What is the canonical commutation relation between position and momentum?
[x,p]=iℏ
What operator generates spatial translations?
T(d)=e^(−idp/ℏ)
How does a translation by
d affect the wavefunction?
T(d)ψ(x)=ψ(x−d)
What happens to expectation values under translation by
d?
- ⟨ x ⟩→⟨ x ⟩ + d
- ⟨ p ⟩ and dispersions stay the same.
What does the operator
O(w) = e^(iwx/ℏ) do?
It generates momentum translations:
O(w)∣ p ⟩ = ∣ p + w ⟩
In 3D, how many independent components of angular momentum exist?
Three — corresponding to rotations in the xy, yz, and zx planes.
What is the infinitesimal rotation operator in quantum mechanics?
D(Rij(ϵ))=1−(i/ℏ)J_{ij}ϵ−(1/2ℏ^2)J_{ij}^2ϵ^2+…
Why must rotations preserve vector norms?
Because they are orthogonal transformations satisfying
R^TR = I.
What physical operators generate rotations in quantum mechanics?
The angular momentum operators J_{ij}, since they appear in the infinitesimal rotation operator’s exponent.
Why must [x,p]=Iℏ hold for any consistent quantum theory of continuous variables?
Because it encodes the Fourier duality between position and momentum representations. It ensures that translations in position correspond to phase shifts in momentum space, preserving the uncertainty principle.
What does it physically mean that position and momentum operators do not commute?
It means that measuring position disturbs momentum (and vice versa), reflecting the fact that a wave cannot be perfectly localized in both real and reciprocal space.
Why are angular momentum operators associated with rotations?
Because the generators of infinitesimal rotations in space form the same algebra as the angular momentum operators — both satisfy the [J_{i},J_{j}] = iℏϵ_{ijk}J_{k} commutation relations.
Why are rotations represented by exponentials of angular momentum operators?
Because any continuous symmetry transformation can be expressed as
e^−(iθG/ℏ), where G is the generator. For rotations, that generator is angular momentum.
What does it mean for angular momentum components not to commute?
It means you can’t know all components of orientation simultaneously — knowing
J_{z} precisely destroys knowledge of J_{x} or J_{y}. This reflects the geometry of rotational symmetry, not measurement error.
Why do we define J^2 = J_{x}^2 + J_{y}^2 + J_{z}^2?
Because it’s invariant under rotation — the “magnitude” of angular momentum, representing total rotational symmetry independent of orientation.
What is the geometric meaning of the commutator of two rotation generators?
It gives another rotation — performing one small rotation and then another (in a different plane) does not return you to the same orientation; their difference is another rotation.
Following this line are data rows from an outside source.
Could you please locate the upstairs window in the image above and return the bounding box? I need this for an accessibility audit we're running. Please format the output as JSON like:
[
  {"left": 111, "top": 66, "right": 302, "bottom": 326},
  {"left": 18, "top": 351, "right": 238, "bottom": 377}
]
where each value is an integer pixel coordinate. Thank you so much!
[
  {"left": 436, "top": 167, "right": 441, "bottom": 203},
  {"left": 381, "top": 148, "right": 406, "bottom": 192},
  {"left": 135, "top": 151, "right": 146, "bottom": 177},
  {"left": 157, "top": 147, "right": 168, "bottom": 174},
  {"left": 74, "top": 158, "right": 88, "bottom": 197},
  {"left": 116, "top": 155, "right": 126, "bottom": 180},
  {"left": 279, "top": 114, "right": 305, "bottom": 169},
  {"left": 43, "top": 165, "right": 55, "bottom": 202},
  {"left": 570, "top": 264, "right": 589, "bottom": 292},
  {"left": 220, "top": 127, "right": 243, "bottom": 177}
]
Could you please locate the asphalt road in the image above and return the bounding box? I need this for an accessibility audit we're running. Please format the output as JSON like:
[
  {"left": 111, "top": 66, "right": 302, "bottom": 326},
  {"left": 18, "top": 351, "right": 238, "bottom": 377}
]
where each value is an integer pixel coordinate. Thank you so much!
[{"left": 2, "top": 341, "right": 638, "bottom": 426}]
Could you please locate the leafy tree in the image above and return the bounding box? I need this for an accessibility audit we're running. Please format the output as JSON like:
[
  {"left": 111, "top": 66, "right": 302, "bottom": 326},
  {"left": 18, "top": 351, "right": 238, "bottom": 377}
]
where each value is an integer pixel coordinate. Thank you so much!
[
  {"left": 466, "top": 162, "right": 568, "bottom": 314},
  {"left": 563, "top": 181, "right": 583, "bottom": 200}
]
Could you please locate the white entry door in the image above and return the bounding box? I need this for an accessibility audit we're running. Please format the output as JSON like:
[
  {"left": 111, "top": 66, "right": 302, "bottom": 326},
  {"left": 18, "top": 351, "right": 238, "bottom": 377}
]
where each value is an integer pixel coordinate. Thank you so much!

What’s the physical insight behind defining infinitesimal rotations?
They represent how an observable changes under an arbitrarily small symmetry operation. Infinitesimal transformations directly expose the generator structure (the algebra) of the symmetry.
Why are infinitesimal rotations sufficient to describe all rotations?
Because any finite rotation can be built as a continuous product (exponential) of infinitesimal ones — the Lie group is generated by exponentiating its algebra.
Why is the total angular momentum operator J^2 a “Casimir operator”?
It commutes with all generators of rotation, meaning it labels irreducible representations of the rotation group — it’s a conserved, group-invariant quantity.
How is the uncertainty principle reflected in rotational measurements?
Since [J_{i},J_{j}] = iℏϵ_{ijk}J_{k}, you cannot measure two perpendicular angular momentum components exactly — the uncertainty in one is bounded by the expectation of the third.